From some info i've read, it suggests that within the first few hours of sleep, that's when the body releases the most testosterone and growth hormone. But it doesn't say anything about after the first few hours.

Thanks,
 
i would assume that levels of testosterone & Growth Hormone would slow down after peaking within the first few hours of sleep. With little (actually no) suggestive infomation, this is purely assumption based on what i've read & what makes sense. The levels of T & GH would not worth doing 2 lots of 4 hour sleep sessions. Don't forget, if you don't get enough sleep, you may secrete Cortisol
 
There are two main types of sleep. REM (Rapid Eye Movement) sleep is when you do most active dreaming & Non-REM (NREM) sleep which consists of four stages of deeper and deeper sleep. Each sleep stage is important for overall quality sleep, but deep sleep and REM sleep are especially vital.

A typical night of sleep follows this pattern:

Stage 1 (Drowsiness) - Stage 1 lasts just five or ten minutes. Eyes move slowly under the eyelids, muscle activity slows down, and you are easily awakened.
Stage 2 (Light Sleep) - Eye movements stop, heart rate slows, and body temperature decreases.
Stages 3 & 4 (Deep Sleep) - You’re difficult to awaken, and if you are awakened, you do not adjust immediately and often feel groggy and disoriented for several minutes. Deep sleep allows the brain to go on a little vacation needed to restore the energy we expend during our waking hours. Blood flow decreases to the brain in this stage, and redirects itself towards the muscles, restoring physical energy. Research also shows that immune functions increase during deep sleep.
REM sleep (Dream Sleep) – At about 70 to 90 minutes into your sleep cycle, you enter REM sleep. You usually have three to five REM episodes per night. This stage is associated with processing emotions, retaining memories and relieving stress. Breathing is rapid, irregular and shallow, the heart rate increases, blood pressure rises, males may have penile erections, and females may have clitoral enlargement.

From stage 1 to stage 4 is about an hour, you spend about 30-40 mins in deep sleep then come out of deep sleep into REM which usually ends the first full cycle after 2 hours of sleep. You then go through another similarly intensive cycle which last another 2 hours.

Quote from American Phychological Association: During REM sleep, the brain busily replenishes neurotransmitters that organize neural networks essential for remembering, learning, performance and problem solving. Conversely, depriving the brain of sleep makes you clumsy, stupid and unhealthy. Why? During REM sleep, the brain transfers short-term memories in the motor cortex to the temporal lobe to become long-term memories. Research suggests sleep spindles fire away as the temporal lobe makes sense of new information and stores it in long-term memory. Sleep spindles are one to two second bursts of brain waves that rapidly wax and wane at strong frequencies, so-called for the spike image they form on an EEG reading which occur during REM sleep.

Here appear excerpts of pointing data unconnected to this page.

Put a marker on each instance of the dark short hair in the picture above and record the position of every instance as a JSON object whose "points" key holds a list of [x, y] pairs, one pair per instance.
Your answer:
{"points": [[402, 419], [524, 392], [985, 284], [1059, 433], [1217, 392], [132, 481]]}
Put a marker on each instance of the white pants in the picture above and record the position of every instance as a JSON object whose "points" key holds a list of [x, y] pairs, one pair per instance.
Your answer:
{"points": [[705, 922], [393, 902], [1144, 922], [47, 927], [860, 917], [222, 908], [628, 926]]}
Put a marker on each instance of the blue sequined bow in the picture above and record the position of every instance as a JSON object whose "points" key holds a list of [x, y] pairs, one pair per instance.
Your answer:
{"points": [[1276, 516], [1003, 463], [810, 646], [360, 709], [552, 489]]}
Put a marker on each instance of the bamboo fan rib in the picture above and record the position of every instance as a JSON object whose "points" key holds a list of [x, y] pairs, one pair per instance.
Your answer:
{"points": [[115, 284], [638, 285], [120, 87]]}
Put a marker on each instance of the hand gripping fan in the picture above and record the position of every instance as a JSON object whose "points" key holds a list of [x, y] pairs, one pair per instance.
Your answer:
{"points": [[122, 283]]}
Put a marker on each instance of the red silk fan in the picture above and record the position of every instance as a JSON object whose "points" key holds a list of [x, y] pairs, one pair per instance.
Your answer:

Within the first 4 hours of sleep you would normally go between REM and deep sleep twice, so it may depend on your bodys ability to fully recover in that 4 hour (2 REM stages) sleep cycle and whether youre able to achive the same during your second 4 hour sleep cycle which will ultimately determine if your proposal is feasible. Sleep benefits four key areas they are:
Immune system.
Nervous system.
Brain cellular repair.
Hormone release.
If you really want to try to see if your body is up to the 2x4 sleep pattern, try it and if any of the above mentioned areas start to become affected if you start to get sick, you start to forget stuff frequently your body is always in pain or something associated with the 4 points above then I would say your body ain't up for it.

Hope that helps.
 
would all this still take place/be as effective for recovery if a sleeping aid was used to put you into sleep rather than falling asleep on your own?
 
The antihistamines used in OTC sleep aids can produce side effects. Effects can be stronger in older adults. As with any medication, it is advisable to consult with your doctor before taking over-the-counter sleep medication.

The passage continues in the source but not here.